J3.6 Validation of Cool-Season Precipitation Forecasts at a High-Elevation Site in Utah's Little Cottonwood Canyon

Monday, 17 July 2023: 3:15 PM
Madison Ballroom A (Monona Terrace)
Michael David Pletcher, Univ. of Utah, Salt Lake City, UT; and P. Veals, M. Wessler, D. Church, K. J. Harnos, J. Correia Jr., R. Chase, and J. Steenburgh

Contemporary snowfall forecasting typically requires three components: a quantitative precipitation forecast (QPF), precipitation type identification, and application of a snow-to-liquid ratio (SLR). The components can vary significantly in the complex terrain of the western continental United States (CONUS), necessitating fine-scale forecasts of each component. SLR is particularly difficult to forecast due to atmospheric and terrain influences, intrastorm variability, and model limitations (e.g., inadequate resolution). Using high quality liquid precipitation equivalent (LPE) and snowfall observations collected during the 2019/20 to 2022/23 cool seasons (November 1 – April 30) at Alta, Utah, this presentation examines the performance of global, regional, and downscaled operational numerical model precipitation forecasts, operational SLR forecast methods used by the National Weather Service (NWS) for the National Blend of Models (NBM), and machine learning (ML) SLR forecast methods developed by the University of Utah.

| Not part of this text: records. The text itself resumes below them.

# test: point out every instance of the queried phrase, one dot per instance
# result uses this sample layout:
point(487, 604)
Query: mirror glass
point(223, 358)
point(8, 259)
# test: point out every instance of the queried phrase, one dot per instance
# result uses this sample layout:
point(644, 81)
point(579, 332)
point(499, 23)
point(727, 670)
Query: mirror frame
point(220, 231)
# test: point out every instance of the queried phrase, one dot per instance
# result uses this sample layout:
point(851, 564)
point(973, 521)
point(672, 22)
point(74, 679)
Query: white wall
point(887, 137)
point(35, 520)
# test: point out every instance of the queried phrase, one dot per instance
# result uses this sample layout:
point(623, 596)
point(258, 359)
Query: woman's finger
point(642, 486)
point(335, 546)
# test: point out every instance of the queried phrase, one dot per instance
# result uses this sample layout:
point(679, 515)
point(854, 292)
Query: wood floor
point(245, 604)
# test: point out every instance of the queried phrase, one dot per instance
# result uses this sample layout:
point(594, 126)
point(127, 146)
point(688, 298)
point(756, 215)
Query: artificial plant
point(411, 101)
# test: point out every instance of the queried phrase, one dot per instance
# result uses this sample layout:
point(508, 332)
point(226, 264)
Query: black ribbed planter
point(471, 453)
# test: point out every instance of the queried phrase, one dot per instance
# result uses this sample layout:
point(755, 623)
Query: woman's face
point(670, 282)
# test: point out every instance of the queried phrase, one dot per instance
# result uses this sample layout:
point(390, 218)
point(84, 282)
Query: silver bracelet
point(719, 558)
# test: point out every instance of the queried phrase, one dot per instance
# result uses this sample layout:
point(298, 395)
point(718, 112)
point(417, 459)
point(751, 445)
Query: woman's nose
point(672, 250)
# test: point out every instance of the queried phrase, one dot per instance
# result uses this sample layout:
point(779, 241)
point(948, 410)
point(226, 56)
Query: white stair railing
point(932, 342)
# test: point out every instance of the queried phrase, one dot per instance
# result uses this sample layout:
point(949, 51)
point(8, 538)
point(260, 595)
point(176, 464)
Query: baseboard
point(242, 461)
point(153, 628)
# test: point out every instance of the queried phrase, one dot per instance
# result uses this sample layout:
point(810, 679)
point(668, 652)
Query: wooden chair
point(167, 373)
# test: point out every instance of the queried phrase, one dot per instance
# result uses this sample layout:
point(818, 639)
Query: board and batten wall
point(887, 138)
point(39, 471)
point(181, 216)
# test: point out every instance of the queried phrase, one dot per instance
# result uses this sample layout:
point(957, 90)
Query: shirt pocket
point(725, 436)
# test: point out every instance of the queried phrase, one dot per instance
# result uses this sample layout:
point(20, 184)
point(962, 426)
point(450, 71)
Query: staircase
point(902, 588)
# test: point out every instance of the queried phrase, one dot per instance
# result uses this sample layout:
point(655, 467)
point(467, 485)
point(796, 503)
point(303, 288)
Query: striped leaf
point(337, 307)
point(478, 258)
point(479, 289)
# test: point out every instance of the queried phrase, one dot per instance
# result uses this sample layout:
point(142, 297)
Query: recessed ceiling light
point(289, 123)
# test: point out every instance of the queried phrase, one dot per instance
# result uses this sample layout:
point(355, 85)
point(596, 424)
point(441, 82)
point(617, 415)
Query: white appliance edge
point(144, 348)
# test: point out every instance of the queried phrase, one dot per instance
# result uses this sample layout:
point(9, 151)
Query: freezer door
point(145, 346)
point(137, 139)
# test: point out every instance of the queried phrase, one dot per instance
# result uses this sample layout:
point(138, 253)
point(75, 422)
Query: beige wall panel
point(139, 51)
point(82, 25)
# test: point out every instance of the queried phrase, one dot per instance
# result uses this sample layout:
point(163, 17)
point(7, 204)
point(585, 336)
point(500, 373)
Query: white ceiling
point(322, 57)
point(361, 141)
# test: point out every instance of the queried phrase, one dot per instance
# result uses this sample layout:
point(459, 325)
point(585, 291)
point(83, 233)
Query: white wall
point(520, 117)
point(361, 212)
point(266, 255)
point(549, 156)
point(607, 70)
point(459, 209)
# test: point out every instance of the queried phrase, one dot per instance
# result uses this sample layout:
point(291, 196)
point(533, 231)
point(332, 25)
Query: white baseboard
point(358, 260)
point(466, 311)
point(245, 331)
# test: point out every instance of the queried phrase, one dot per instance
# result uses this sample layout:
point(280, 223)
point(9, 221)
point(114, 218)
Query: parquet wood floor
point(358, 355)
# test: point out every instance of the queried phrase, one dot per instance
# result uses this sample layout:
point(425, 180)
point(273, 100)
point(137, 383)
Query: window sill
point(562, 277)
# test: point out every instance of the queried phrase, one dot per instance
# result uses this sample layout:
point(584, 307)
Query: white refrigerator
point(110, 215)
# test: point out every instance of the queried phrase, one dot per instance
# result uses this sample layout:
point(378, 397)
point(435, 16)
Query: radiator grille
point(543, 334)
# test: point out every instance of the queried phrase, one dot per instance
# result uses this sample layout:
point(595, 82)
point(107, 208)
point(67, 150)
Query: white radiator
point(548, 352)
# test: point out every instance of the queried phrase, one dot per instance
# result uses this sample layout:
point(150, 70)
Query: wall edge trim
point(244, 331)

Alta is located at the end of Utah State Route 210 in upper Little Cottonwood Canyon, which is bisected by 50 avalanche paths and has the highest uncontrolled avalanche hazard index of any major road in the world. Based on observations collected at 12-h intervals, mean cool-season snowfall and LPE at the Alta-Collins observing site used in this study are 1145 cm and 953 mm, respectively. During the study period, 12-h QPFs produced by the Global Forecast System (GFS) and High-Resolution Rapid Refresh (HRRR) exhibit negative mean bias errors, indicating an overall underprediction of LPE by 33% and 28%, respectively, with variations from storm-to-storm and season-to-season. Despite differing resolutions and terrain representations, the GFS and HRRR produce comparable 12-h QPF critical success indices at Alta for 50th, 75th, and 90th percentile observed LPE events. SLR mean absolute errors for snowfall events are generally lowest for the University of Utah ML SLR methods (~3.6 – 4) and highest for the NBM operational SLR methods used by the NWS (~4.4 – 6). University of Utah ML SLR methods were trained using observations prior to the validation period. These results indicate the potential for machine learning applied to high-quality snowfall datasets to improve SLR forecasting over current operational NWS SLR forecast methods.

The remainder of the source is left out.